C'est un transfert inattendu. Le Mowgli d'Andy Serkis pour la Warner passe chez Netflix! La sortie est désormais prévue en 2019, mais sur le petit écran, dans le monde entier. C'est aussi une révolution : alors que Netflix commence à accepter l'idée de diffuser certains de ses films dans les salles, c'est la première fois qu'il récupère un film prévu pour les cinémas.

Netflix a donc obtenu les droits mondiaux de cette version du Livre de la jungle, adapté des histoires de Rudyard Kipling. Il y a un sacré casting : Christian Bale pour la voix de la panthère Bagheera, Cate Blanchett pour celle du serpent Kaa, Benedict Cumberbatch pour celle du tigre Shere Khan, Naomie Harris pour la louve Nisha et Andy Serkis lui-même pour l'ours Baloo. Sans oublier Peter Mullan, Jack Reynor, Eddie Marsan et Tom Hollander. Pour les personnages réels, le générique se complète de Matthew Rhys, Freida Pinto et Rohan Chand qui incarne Mowgli.

La seule hypothèse valable sur ce transfert insolite est la peur d'être comparé au carton de Disney récent autour de la même histoire. Sorti en 2016, Le Livre de la jungle avait rapporté 966M$ dans le monde. Le film, prévu à l'origine le 19 octobre prochain dans les salles, disparaît donc du "line-up" de la Warner pour devenir un événement Netflix en 2019, sans doute reformaté.

Serkis a toujours évoqué un film plus sombre, plus adulte et plus réaliste, plus fidèle à Kipling finalement. Possible que le studio Warner n'ait pas voulu prendre de risques en ratant la cible familiale. Mowgli promettait de ne pas être un conte de fée fantaisiste mais bien un film sur un enfant marginal en quête d'identité dans un monde cruel.

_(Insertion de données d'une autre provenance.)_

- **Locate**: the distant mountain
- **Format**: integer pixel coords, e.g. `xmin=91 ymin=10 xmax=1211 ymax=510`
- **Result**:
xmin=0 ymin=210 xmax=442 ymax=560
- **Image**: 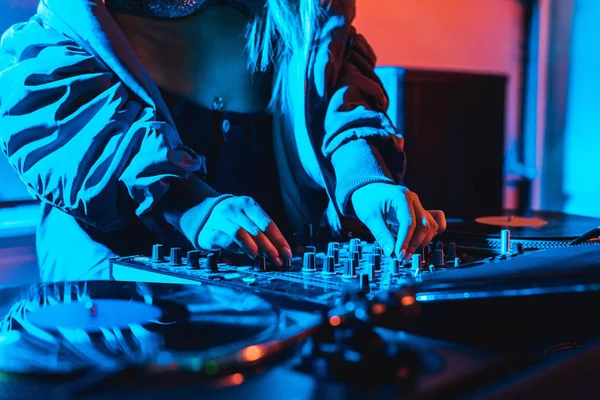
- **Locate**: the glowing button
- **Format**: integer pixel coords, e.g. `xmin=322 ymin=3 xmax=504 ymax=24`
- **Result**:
xmin=329 ymin=315 xmax=342 ymax=326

A l'origine, en 2013, les deux studios - Disney et Warner - ont lancé le projet d'adaptation en parallèle. Disney était dans sa logique de transposer en prises de vues réelles ses classiques animés tandis que Warner était dans la stratégie de "rebooter" pour un public plus actuel les classiques comme King Kong. Disney a été le plus rapide à dégainer le film. Le projet de Serkis nécessitait plus de travail technique, notamment en post-prod. D'abord programmé pour 2016, le film fut décalé rapidement à 2018.

Andy Serkis assume ses choix artistiques et techniques. Et affirme que Netflix est le bon partenaire. "Ce n'est vraiment pas un film pour les enfants. En salles, il aurait été interdit aux moins de 13 ans non accompagnés" explique-t-il. Comme pour Okja, il est persuadé que le diffuseur sait "vendre" ce genre de fables noires. Implicitement, il confirme qu'il va aller plus loin: "Cela va nous permettre d'aller encore plus profondément dans ce récit, avec des thèmes plus sombres, des sensations plus fortes et des moments plus effrayants. La violence entre les animaux n'est pas gratuite, mais elle existe. Cela va nous permettre de faire un film sans compromis."

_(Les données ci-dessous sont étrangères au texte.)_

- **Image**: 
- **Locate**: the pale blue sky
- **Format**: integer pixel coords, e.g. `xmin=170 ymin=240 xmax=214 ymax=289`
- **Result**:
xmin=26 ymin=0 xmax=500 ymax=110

"Netflix me permet de faire le film que je veux faire"

On comprend que Warner Bros risquait gros sur ce coup là, même si selon le réalisateur c'est un blockbuster dans la veine de l'Odyssée de Pi ou de La Planète des singes. Mais on saisit aussi que Serkis aurait du faire des concessions artistiques, ce que Netflix, apparemment, n'exige pas. "Netflix me permet de faire le film que je veux faire".

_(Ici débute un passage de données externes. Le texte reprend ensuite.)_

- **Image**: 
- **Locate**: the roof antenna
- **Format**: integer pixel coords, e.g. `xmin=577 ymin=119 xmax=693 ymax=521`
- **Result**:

Jusque là Netflix avait acquis les droits pour des suites (Cloverfield) ou les droits internationaux pour les marchés étrangers (le reboot de Shaft, Annihilation d'Alex Garland).

Là, on entre dans un autre univers... Warner Bros peut toujours compter sur A Star is Born, Les Animaux fantastiques 2 et Aquaman cet automne. Mais dans l'histoire, c'est bien Netflix et autres Amazon qui deviennent le refuge pour des cinéastes qui veulent garder la maîtrise de leurs projets.